1969 fut la seule année où la musique était assez somptueuse pour faire communier une telle foule. Pourtant, comme Bob Dylan, Neil Young a vite compris qu’un tel événement est dangereux pour la carrière de ses protagonistes. De Janis Joplin à Canned Heat , d’Alvin Lee à Jimi Hendrix , tous seront avant tous les « héros de Woodstock » , et ce au détriment de leurs œuvres. Pour Crosby Still Nash and Young , le drame était plus profond. De par leur passé, ces hommes représentaient l’âge d’or du rock Californien,  ils étaient les Beatles d’Amérique. Voilà pourquoi, malgré une prestation catastrophique, le quatuor fut acclamé par une foule qui le vénérait. Woodstock a ainsi été le point d’orgue en même temps que l’arrêt de mort de CSNY. Neil Young refusait de rester le doudou de cette foule de futurs nostalgiques, il ne voulait pas devenir un symbole du passé.

De retour au studio Atlantic, Crosby Still Nash and Young bouclent les sessions de l’album Déjà vu , qui sort enfin en mars 1970. Cet album est une œuvre dépassée par son époque, le symbole d’une nation de Woodstock qui disparaît déjà. Sur la pochette, la photo de ces musiciens a le charme de celles exposées dans les musées. Elle célèbre une époque qui semble déjà disparue. En ouverture, carry on atteint la symbiose que cherchaient les grandes communautés hippies de San Francisco. On retrouve sur ce titre l’idéalisme de « the time they are changin » , marié à la douce innocence des Byrds.
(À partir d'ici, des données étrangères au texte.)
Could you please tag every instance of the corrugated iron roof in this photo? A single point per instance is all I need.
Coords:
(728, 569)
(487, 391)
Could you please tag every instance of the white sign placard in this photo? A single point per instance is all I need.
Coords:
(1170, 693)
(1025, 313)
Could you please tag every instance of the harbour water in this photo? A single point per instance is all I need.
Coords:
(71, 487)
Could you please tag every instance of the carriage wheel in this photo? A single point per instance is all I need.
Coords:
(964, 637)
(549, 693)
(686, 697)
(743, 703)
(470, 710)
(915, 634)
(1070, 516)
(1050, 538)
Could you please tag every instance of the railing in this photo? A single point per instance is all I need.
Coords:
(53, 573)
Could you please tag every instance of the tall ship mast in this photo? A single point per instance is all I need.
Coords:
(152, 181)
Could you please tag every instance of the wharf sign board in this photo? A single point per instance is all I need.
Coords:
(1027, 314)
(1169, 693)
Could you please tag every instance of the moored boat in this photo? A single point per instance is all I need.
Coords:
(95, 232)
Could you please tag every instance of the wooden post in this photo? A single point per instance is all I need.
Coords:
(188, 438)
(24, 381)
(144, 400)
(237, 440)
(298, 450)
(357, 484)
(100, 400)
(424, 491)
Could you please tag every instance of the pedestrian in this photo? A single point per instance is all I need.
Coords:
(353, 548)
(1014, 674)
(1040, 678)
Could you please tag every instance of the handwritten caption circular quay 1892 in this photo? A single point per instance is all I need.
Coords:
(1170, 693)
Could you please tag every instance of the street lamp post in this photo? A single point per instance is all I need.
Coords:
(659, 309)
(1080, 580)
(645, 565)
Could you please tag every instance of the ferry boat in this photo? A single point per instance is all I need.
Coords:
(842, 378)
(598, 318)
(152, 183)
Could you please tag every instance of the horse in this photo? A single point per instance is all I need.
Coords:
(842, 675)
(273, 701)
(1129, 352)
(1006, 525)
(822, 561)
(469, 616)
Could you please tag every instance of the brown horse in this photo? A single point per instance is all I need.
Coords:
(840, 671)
Il est impossible de représenter l’idéalisme hippie sans parler du Vietnam, symbole d’un impérialisme américain devenu fou. « Almost cut my hair » lance donc sa diatribe pacifiste sur une chevauchée électrique digne du Crazy horse. On retrouve ici l’agressivité lyrique et le swing nonchalant que Neil Young sera bientôt le seul à incarner.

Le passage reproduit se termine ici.